The Jubilee Course was opened in 1897 — named for Queen Victoria's Diamond Jubilee — and runs closest to the sea of all the St Andrews Links courses. That position has consequences. When the wind is onshore, as it frequently is on the Fife coast, the Jubilee receives it with less shelter than any of its neighbours. Experienced visitors who have played the full Links rotation tend to rank it as the most demanding of the non-Old courses, and the conditions on a testing day support that view.
The layout follows the coastline in a way that keeps the wind relevant on almost every hole. This is links golf without much mitigation — fairways that reward ground game, greens that punish the wrong approach angle, and a prevailing wind that shifts the effective difficulty of holes depending on the day. It is also used as an Open Championship Final Qualifying venue, which is consistent with its difficulty and with the standard of the test it provides.
Green fees are £95 — a reasonable position in the St Andrews Links pricing structure, below the Castle Course and the Old Course, above the Eden and Strathtyrum. No ballot is required. For visitors building a Fife itinerary, the Jubilee tends to be underplayed relative to the New, partly because the New's reputation is better established and partly because the Jubilee's exposure can be unforgiving in poor weather.

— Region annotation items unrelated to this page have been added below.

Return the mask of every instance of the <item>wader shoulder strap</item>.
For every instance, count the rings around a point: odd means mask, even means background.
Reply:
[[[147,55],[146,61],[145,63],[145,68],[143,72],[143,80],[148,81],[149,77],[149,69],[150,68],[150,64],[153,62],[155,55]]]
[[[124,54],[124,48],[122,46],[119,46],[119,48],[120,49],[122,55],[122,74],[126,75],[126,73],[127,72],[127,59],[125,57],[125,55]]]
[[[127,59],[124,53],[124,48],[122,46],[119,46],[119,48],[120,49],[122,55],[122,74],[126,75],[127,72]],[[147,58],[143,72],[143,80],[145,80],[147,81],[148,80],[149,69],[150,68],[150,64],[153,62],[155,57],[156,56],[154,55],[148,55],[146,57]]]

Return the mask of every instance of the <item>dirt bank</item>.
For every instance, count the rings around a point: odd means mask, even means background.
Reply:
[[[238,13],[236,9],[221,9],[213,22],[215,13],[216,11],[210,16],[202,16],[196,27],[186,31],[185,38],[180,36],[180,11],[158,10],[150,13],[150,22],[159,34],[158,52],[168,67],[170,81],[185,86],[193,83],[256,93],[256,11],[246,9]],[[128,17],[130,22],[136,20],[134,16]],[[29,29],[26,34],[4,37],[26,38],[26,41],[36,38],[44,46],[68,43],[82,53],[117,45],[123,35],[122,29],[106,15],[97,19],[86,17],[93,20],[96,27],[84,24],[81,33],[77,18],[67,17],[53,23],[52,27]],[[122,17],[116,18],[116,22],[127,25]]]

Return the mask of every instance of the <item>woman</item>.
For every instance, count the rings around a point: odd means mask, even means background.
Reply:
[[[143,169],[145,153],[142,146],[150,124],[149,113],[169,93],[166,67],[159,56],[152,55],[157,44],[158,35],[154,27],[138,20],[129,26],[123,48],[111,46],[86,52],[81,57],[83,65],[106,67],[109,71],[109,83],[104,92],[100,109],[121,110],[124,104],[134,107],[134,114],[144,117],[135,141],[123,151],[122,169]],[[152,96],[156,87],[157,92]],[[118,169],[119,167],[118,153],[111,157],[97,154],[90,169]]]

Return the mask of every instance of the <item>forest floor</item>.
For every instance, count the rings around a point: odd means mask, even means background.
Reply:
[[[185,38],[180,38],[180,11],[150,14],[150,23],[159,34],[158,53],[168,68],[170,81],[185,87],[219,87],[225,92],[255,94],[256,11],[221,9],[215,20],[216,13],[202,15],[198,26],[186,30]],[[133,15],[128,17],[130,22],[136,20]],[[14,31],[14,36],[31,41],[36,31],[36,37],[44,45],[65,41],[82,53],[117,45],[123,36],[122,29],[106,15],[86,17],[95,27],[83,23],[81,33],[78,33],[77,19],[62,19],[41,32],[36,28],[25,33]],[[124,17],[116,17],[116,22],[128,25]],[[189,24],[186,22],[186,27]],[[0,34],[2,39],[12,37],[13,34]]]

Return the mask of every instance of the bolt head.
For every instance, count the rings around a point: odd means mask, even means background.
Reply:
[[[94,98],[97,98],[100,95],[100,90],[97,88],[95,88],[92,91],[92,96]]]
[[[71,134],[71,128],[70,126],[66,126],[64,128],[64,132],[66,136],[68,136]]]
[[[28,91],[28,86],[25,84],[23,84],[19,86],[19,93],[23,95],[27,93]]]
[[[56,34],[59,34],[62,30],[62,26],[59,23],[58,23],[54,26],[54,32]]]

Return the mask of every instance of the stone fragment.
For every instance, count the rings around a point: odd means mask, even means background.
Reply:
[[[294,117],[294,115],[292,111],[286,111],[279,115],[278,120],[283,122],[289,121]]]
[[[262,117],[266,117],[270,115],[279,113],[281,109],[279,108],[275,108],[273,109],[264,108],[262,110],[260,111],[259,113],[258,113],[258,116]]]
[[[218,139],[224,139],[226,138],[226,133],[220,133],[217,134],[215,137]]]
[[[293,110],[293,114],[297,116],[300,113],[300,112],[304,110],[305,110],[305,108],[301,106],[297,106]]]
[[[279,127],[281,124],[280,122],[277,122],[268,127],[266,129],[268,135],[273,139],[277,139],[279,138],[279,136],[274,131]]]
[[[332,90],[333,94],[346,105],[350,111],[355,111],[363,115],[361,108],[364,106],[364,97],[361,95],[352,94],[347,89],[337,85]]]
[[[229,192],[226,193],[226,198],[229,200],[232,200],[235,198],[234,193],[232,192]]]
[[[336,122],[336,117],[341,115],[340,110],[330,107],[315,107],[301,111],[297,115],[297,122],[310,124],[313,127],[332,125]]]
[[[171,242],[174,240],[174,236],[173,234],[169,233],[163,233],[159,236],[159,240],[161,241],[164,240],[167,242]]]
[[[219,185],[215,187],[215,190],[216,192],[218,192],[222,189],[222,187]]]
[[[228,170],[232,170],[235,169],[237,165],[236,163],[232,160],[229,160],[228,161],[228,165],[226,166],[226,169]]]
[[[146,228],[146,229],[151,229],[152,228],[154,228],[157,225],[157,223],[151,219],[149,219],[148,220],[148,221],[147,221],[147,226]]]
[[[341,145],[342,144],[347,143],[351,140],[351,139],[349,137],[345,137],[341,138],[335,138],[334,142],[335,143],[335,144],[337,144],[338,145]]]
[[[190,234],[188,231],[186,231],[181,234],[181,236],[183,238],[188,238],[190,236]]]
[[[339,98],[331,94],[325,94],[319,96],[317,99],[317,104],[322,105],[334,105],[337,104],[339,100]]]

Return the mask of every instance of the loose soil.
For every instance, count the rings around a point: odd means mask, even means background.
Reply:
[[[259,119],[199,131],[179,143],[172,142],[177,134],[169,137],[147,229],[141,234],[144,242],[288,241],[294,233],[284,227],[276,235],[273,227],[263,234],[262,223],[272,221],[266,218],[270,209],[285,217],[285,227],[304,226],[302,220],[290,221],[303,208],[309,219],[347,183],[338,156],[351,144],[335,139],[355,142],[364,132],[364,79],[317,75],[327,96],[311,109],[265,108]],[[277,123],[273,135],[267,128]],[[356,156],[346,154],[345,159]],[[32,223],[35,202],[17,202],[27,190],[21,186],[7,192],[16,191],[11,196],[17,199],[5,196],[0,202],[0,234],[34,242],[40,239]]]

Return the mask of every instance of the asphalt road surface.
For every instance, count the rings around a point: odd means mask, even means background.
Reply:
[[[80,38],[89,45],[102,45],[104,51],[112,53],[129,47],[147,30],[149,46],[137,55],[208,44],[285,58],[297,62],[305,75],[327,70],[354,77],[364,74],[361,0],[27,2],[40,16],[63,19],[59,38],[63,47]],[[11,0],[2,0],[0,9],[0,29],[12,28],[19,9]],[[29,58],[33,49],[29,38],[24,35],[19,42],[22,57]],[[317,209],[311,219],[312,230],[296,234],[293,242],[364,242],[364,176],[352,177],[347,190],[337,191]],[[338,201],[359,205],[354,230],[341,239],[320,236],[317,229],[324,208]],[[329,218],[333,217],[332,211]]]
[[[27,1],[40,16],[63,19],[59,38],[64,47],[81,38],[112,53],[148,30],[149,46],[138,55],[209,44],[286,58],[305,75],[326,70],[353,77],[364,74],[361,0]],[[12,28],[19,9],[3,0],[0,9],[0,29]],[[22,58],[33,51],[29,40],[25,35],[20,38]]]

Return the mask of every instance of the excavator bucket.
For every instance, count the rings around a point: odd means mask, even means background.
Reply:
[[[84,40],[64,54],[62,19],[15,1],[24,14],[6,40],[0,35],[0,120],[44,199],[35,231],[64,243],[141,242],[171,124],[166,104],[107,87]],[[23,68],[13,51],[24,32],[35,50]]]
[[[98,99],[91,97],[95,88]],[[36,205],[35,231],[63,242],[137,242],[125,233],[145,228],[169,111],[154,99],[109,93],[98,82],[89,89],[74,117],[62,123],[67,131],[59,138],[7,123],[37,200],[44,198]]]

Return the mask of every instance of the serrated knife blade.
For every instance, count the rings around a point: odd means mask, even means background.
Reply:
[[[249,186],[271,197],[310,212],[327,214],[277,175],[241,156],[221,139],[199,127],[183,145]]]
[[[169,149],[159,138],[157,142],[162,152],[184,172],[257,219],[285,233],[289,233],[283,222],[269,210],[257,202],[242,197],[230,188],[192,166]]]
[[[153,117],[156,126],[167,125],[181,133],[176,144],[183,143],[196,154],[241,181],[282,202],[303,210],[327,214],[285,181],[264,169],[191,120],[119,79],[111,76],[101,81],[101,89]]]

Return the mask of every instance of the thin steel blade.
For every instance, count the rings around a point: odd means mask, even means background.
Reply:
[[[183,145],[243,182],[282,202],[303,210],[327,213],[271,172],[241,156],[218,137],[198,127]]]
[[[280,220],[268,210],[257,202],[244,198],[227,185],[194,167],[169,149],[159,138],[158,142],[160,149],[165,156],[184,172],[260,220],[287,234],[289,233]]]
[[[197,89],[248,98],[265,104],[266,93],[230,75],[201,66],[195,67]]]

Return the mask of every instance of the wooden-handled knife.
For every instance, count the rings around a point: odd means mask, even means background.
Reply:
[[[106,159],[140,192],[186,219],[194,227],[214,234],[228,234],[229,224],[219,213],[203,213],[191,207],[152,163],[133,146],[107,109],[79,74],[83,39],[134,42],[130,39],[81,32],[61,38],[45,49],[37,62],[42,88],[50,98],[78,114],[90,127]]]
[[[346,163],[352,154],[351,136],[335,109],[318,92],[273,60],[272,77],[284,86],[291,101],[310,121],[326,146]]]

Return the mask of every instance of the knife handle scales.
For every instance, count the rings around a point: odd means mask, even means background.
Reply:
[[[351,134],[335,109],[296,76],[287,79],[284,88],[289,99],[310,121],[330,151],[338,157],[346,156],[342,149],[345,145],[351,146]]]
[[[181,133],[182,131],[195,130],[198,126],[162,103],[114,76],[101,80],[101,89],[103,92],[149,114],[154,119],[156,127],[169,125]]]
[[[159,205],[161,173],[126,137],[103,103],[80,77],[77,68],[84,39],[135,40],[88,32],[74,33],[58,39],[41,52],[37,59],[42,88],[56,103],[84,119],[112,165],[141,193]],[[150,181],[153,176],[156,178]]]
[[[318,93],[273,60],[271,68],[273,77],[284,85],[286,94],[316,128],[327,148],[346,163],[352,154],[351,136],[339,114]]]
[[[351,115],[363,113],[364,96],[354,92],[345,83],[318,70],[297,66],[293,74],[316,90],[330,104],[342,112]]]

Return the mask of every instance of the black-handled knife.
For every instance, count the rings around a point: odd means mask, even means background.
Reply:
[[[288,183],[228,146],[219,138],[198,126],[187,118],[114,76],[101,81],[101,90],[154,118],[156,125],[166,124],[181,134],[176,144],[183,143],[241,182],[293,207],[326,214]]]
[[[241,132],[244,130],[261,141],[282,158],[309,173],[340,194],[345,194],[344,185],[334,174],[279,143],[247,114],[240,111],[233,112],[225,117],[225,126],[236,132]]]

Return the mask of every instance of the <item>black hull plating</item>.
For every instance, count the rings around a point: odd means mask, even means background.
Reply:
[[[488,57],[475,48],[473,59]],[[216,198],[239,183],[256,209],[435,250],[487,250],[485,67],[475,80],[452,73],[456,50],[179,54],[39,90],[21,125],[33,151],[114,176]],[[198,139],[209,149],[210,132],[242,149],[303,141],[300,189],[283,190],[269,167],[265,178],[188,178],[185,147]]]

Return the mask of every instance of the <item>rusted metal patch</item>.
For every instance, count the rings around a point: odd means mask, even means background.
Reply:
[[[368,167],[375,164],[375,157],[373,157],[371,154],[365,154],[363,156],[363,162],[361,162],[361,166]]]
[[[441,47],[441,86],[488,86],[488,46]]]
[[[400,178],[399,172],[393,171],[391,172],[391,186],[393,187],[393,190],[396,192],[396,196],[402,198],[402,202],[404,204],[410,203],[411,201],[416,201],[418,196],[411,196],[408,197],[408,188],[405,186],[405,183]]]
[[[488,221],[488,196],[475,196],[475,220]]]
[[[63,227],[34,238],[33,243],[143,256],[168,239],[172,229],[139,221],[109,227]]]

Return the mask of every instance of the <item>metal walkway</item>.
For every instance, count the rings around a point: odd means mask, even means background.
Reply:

In good conditions, that exposure is the course's best feature.
Donald Steel updated the course design in 1988, tightening several approaches and making the bunkering more strategic. The 3rd hole, a long par 4 into the prevailing wind with an approach that requires exact positioning to hold the green from the right angle, is the one that sets the character of the front nine. The Jubilee's reputation for difficulty is not exaggerated — when the wind is up from the North Sea, this is a harder course than the New and arguably the most testing round available to visitors who can't get on the Old.